When I was getting started with design, I did not like receiving feedback on my work. I'm fine with sharing. After all, sharing has an ego-boosting quality to it. Receiving feedback, especially when I didn't ask for it, was difficult. I'd often become defensive or upset as to why the feedback provider didn't see the world the same way that I did.
This is, of course, ridiculous and any designer worth their weight knows that feedback is a necessary part of creating something great. Even the best designers I know have their blind spots. It's impossible to find them without help from others.
Thankfully I've grown since then and I've come to appreciate how much feedback really is a gift. Without it, there's no way to grow. Especially as a designer, I've come to live off of it.
I'll admit though, that I still have to remind myself of its importance occasionally. Just yesterday I was in a kickoff meeting where I was handing off my work to a few engineers. My work was all buttoned up and I was ready to move on to something new. As I presented my design work it became evident that I had missed the mark on a small (but critical) part of the project. I accepted the feedback outwardly with gratitude. Internally, I was screaming.

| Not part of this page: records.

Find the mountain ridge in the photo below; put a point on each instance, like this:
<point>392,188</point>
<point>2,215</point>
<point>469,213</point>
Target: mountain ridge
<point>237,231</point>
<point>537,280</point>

Later, after giving myself a break, I realized that I was frustrated by the feedback primarily because I didn't know how to fix the issue that was brought up. I didn't have any solution that felt right already in my head. In a way, this realization was energizing. Solving this issue was now an opportunity to grow and to learn something new. It was an excuse to go try other products and see what they're doing. It was an opportunity to explore a solution space that I hadn't previously considered. It was an opportunity to design.
Thank goodness, for feedback. What would I have done without it?